Os procuradores do Ministério Público questionaram a decisão de Rangel pelo tipo de ação (habeas corpus) apresentado na Justiça estadual para discutir a questão.
“O habeas corpus não é medida apta a assegurar a defesa de supostos direitos daqueles que, ao arrepio das recomendações técnicas sanitárias, se insurgem em face de medidas restritivas que visam à contenção da disseminação do contágio por COVID-19”, diz o recurso da Prefeitura do Rio.
Segundo os procuradores, a decisão de Rangel “sepulta a política pública emergencial estabelecida para o enfrentamento da pandemia da COVID-19, violando, assim, a autoridade sanitária e epidemiológica, com elevados riscos à saúde pública e ao ordenamento administrativo”.
Fux se refere a decisões anteriores do STF, dizendo que o governo federal pode tomar ações para controlar a pandemia, mas que estados e municípios têm autonomia para impor restrições com o objetivo de conter a circulação do vírus.
Na decisão, Fux não analisou a legalidade do “passaporte da vacinação”. O ministro concluiu que, por conta de entendimentos fixados pelo Supremo, a Prefeitura tem o poder de estabelecer medidas para combater a disseminação do vírus.
“Não cabe ao julgador manifestar-se quanto ao mérito propriamente dito do que discutido no processo originário, eis que essa questão poderá ser oportunamente apreciada pelo Supremo Tribunal Federal na via recursal própria”, afirmou.
O ministro disse ainda que o ato normativo que estabelece o “passaporte da vacina” foi expedido no “exercício de competência legítima do Município”.
“Tratando-se de ato normativo expedido no exercício de competência legítima do Município, conforme já reconhecido pelo Plenário desta Corte, amparado em dados técnicos e científicos, e inexistindo patente desproporcionalidade ou irrazoabilidade em seu conteúdo, impõe-se o reconhecimento da plausibilidade da argumentação do requerente, de modo a ser privilegiada a iniciativa local nesse juízo liminar”, completou.
Decisão de Rangel representava “manifesto risco à saúde pública”
O recurso aprovado por Fux também contesta a suspensão do passaporte para toda população.
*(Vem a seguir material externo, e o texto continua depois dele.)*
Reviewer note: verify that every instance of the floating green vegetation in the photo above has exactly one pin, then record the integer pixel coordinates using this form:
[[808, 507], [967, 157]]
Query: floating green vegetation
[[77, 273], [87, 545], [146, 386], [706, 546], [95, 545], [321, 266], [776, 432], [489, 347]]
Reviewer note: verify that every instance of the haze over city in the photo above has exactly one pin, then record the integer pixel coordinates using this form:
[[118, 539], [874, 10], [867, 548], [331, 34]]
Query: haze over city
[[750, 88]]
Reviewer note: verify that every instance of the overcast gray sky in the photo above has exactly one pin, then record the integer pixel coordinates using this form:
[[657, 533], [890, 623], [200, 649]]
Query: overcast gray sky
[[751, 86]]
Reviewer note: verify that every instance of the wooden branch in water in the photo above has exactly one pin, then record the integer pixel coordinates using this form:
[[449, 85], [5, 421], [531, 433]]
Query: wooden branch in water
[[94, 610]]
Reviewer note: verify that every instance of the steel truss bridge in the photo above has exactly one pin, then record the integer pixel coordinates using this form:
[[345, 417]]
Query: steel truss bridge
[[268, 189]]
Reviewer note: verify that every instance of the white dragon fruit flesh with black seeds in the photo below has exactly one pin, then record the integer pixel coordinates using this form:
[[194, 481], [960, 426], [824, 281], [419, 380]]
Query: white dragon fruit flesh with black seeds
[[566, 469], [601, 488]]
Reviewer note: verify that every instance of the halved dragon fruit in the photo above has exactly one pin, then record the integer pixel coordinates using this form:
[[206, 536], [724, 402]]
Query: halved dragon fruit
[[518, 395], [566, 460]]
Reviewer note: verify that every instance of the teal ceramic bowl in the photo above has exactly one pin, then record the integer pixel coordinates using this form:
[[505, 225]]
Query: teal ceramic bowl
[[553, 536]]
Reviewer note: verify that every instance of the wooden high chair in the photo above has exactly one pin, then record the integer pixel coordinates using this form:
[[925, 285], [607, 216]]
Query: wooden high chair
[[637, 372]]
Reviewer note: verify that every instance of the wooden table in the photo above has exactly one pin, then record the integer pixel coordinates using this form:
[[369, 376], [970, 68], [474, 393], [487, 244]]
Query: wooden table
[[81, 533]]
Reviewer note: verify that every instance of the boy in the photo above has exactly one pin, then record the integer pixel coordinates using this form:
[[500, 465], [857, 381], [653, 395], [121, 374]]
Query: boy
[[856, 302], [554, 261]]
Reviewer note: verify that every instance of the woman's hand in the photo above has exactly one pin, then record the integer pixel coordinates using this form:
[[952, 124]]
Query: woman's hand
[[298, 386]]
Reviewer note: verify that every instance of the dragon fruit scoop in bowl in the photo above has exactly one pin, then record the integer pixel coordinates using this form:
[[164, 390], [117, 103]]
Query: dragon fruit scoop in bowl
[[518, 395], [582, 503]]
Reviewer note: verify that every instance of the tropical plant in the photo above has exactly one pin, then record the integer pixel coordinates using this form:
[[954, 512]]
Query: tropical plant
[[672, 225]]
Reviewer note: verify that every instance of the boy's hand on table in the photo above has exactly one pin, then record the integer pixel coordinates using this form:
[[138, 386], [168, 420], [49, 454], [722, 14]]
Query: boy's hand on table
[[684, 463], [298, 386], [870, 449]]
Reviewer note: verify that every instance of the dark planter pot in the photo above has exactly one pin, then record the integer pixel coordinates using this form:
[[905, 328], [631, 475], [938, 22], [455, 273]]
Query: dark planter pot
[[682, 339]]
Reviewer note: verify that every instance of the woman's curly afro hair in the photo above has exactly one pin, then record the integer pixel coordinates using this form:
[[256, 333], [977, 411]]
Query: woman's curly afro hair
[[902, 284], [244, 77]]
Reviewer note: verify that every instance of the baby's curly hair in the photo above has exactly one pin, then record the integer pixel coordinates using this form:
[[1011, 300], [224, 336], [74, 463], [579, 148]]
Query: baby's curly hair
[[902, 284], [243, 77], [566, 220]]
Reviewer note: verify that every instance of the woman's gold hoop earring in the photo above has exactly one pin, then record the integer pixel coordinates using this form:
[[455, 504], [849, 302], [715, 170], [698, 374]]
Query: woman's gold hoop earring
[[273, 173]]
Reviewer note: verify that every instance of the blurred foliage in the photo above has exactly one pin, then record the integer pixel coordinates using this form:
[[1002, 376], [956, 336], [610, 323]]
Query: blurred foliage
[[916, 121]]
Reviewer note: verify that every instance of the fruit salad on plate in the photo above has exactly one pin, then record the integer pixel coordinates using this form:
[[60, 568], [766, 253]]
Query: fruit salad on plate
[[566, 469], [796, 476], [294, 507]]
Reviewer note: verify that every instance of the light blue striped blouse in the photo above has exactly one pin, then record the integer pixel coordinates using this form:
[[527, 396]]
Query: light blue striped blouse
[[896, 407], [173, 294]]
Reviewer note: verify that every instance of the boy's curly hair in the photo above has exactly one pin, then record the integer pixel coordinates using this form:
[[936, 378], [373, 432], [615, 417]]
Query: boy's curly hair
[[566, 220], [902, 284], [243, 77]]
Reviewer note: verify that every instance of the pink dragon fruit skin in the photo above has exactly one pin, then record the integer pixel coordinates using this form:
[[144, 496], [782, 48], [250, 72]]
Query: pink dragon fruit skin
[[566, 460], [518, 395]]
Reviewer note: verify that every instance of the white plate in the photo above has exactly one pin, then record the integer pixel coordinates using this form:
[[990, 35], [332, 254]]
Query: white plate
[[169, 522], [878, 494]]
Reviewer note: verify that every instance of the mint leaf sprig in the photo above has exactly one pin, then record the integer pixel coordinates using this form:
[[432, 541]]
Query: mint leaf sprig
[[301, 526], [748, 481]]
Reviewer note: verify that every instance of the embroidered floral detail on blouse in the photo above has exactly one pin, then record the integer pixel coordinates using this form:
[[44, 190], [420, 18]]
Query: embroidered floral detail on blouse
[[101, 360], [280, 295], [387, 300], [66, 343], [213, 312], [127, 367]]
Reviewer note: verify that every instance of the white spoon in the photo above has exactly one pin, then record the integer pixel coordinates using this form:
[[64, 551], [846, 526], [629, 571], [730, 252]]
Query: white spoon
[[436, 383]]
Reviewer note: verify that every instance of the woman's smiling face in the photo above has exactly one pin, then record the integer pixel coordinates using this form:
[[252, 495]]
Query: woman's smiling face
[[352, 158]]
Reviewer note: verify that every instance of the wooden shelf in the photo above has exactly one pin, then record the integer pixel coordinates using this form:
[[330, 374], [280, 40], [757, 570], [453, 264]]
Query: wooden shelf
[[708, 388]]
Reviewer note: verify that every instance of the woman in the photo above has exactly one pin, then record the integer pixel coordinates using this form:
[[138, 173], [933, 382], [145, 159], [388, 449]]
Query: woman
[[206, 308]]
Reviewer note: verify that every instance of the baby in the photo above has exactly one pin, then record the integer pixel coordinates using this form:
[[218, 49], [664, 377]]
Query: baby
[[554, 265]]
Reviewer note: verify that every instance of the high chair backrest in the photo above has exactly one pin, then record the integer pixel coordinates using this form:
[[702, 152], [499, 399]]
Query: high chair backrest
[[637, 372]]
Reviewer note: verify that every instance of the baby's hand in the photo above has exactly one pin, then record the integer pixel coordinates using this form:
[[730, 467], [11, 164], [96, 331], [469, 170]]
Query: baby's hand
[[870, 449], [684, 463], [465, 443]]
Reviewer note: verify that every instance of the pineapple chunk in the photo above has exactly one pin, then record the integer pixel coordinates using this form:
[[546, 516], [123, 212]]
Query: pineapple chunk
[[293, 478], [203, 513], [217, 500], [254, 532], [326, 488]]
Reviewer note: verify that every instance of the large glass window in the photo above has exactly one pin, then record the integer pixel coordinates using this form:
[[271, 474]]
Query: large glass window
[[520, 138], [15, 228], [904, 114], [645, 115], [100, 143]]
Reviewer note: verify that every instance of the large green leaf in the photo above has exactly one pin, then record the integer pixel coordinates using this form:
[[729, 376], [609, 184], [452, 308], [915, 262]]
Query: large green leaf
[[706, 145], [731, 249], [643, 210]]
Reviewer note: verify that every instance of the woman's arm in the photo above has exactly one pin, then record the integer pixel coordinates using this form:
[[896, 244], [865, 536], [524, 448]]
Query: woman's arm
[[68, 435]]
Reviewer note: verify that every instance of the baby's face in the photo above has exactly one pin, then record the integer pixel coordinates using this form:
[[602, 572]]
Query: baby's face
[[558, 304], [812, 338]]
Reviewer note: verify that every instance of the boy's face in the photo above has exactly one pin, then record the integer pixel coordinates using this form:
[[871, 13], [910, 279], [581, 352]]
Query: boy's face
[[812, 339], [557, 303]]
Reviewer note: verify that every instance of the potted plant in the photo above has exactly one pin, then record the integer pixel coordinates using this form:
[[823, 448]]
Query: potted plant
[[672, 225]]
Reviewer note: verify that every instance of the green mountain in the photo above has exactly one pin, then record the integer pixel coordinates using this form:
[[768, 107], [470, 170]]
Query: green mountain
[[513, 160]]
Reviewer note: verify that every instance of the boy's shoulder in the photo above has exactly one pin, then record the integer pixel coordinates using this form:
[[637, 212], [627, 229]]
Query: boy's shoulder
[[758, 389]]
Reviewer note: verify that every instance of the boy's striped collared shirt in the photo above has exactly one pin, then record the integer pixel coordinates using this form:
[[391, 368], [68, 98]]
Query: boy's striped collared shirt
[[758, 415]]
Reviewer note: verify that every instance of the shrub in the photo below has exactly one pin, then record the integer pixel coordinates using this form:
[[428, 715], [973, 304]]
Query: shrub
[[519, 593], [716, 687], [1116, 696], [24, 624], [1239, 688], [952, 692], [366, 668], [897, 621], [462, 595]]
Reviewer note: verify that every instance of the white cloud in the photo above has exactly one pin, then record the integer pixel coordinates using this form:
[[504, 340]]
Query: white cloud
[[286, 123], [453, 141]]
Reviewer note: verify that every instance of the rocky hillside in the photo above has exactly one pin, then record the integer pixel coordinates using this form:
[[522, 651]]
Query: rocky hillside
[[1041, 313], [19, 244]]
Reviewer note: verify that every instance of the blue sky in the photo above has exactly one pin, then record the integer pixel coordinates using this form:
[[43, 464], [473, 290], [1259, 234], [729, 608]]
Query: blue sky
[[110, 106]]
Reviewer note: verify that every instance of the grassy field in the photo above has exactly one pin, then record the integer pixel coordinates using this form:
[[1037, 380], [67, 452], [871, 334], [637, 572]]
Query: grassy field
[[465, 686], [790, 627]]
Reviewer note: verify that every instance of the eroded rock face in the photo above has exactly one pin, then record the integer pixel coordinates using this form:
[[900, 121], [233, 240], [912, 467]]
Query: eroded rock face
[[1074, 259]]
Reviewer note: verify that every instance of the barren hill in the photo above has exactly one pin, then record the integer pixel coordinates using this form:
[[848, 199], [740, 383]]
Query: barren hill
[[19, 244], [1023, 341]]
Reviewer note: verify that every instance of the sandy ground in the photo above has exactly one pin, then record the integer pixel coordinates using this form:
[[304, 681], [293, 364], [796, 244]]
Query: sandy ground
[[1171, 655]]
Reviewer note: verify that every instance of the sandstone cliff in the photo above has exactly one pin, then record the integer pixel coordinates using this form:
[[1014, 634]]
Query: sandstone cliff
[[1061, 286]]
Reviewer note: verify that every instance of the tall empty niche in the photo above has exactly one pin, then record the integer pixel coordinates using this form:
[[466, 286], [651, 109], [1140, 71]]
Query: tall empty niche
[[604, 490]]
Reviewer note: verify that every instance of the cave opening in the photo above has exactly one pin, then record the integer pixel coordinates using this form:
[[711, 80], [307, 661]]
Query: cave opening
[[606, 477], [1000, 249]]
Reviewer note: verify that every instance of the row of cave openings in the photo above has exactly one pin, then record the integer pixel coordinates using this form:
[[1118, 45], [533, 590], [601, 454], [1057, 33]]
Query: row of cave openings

“Inexiste qualquer situação concreta apta a justificar concessão de ordem coletiva. Não restou esclarecida qual seria a lesão ou a ameaça à liberdade de locomoção e quem seriam os supostos lesionados. Quem é essa coletividade? Qual o risco concreto à liberdade de locomoção?”, diz o documento.
Os procuradores também ressaltaram que a decisão de Rangel representava “manifesto risco à saúde pública”.
“Em um quadro pandêmico com milhares de mortes registradas por todo o país, havendo vacinas aprovadas pela ANVISA gratuitamente disponibilizadas à população, seguindo o Plano Nacional de Imunização do Ministério da Saúde, representa um manifesto risco à saúde pública decisão judicial que priva o Poder Público de legitimamente adotar instrumentos constitucionais aptos a incentivar a vacinação e impedir a disseminação do vírus”.
“A decisão proferida, em flagrante violência aos princípios da solidariedade social e da supremacia do interesse público, expõe injustamente a população a risco de saúde pública, além de inviabilizar o programa municipal de enfrentamento à pandemia, demandando, assim, a sua imediata suspensão”, disse o documento.